Une pratique qui pourrait se développer
Responsable de la mise en œuvre de la loi sur les stupéfiants à l’OFSP, Catherine Ritter explique qu’au début de la crise du coronavirus, l’OFSP a décidé de traiter en priorité les demandes de prescription d’héroïne pharmaceutique des nouveaux patients, "ceci pour raccourcir le plus possible les délais qui pouvaient aller jusqu’à trois jours". Elle dit aussi qu’en cette période de crise, si l’OFSP et les cantons n’agissaient pas rapidement lorsque des patients formulaient des demandes, "ces personnes seraient encore plus exposées aux produits du marché illicite, de mauvaise qualité. Chaque fois qu’une personne va sur le marché illicite, elle s’expose aux risques d’infection. En permettant de commencer le jour même le traitement, on réduit ces risques."

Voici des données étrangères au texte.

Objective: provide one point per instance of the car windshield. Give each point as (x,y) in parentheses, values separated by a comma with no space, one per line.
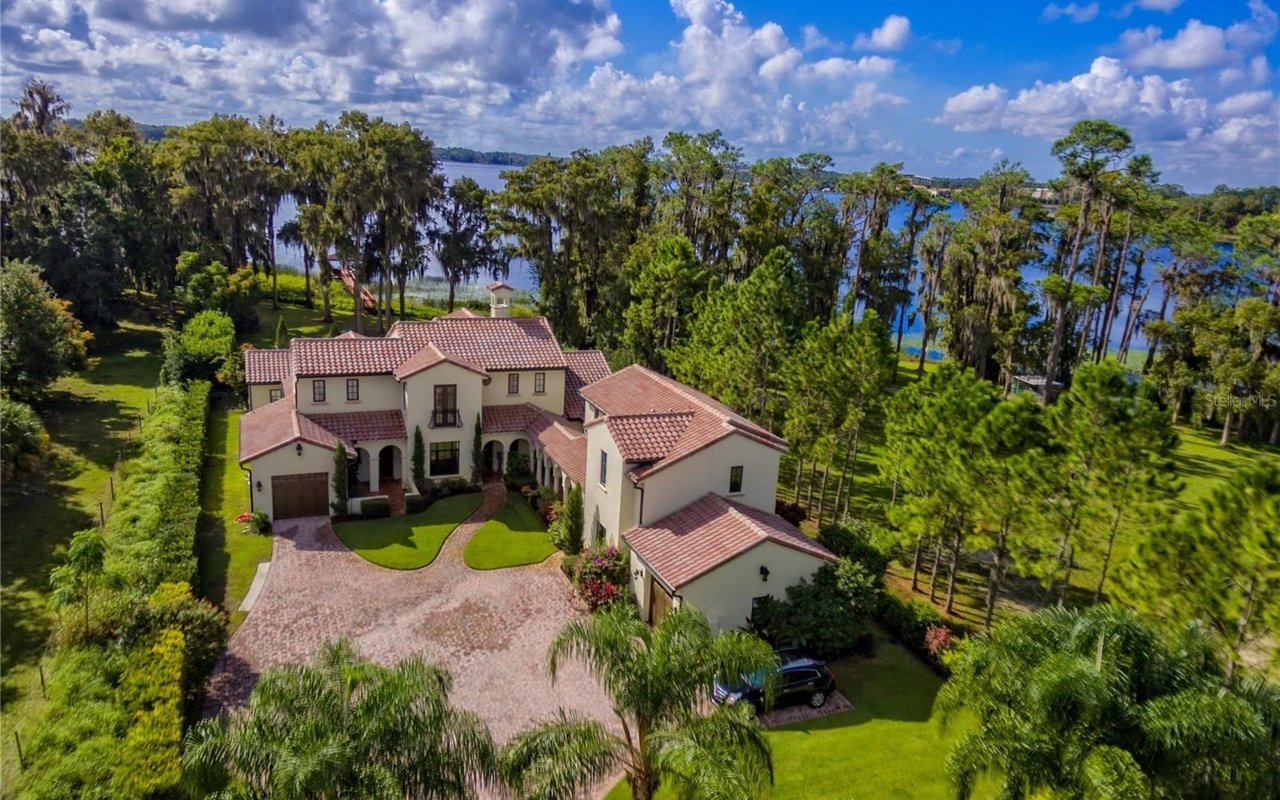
(753,681)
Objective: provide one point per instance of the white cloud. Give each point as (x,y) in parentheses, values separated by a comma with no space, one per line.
(1200,45)
(1173,119)
(891,35)
(1072,10)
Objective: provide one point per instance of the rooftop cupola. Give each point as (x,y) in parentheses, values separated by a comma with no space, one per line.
(499,298)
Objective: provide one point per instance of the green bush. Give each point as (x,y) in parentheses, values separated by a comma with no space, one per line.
(830,616)
(453,485)
(375,508)
(23,440)
(909,624)
(202,350)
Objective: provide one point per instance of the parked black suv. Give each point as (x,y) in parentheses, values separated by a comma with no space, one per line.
(801,679)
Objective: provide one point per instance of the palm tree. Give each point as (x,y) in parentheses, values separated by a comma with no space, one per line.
(343,727)
(658,680)
(1092,703)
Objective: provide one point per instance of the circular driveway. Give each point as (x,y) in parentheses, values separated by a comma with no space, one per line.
(490,629)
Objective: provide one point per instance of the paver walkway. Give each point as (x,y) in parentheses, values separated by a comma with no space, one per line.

Catherine Ritter estime également que livrer l’héroïne pharmaceutique à domicile "est une pratique qui est amenée à se développer au vu de l’âge vieillissant aussi des personnes dépendantes ou pour les situations telles que les fins de vie. Cela leur permet d’avoir accès au même traitement jusqu’à la fin de leur vie sans qu’on change pour un autre traitement qui leur convient moins bien sur le plan pharmacologique, mais qu’on leur demande d’adopter parce qu’on n’organise pas la visite à domicile. La visite à domicile permet d’être au plus près des besoins des personnes concernées."
Fabiano Citroni/boi
En 2018, 1763 personnes prenaient de l’héroïne pharmaceutique en Suisse
La prescription médicalisée de diacétylmorphine est très contrôlée en Suisse. Chaque demande de traitement doit recevoir le feu vert de l’Office fédéral de la santé publique.
Diffusée en octobre 2019, l’enquête réalisée par Addiction suisse et intitulée "Traitement avec prescription de diacétylmorphine en Suisse" indique qu’en 2018, 22 institutions réparties dans 13 cantons disposaient d’une autorisation pour prescrire de la diaphine.
En Suisse romande, il y a trois centres, un à Bienne, un aux Hôpitaux universitaires de Genève et un au CHUV. En 2018, 1763 patients étaient en traitement.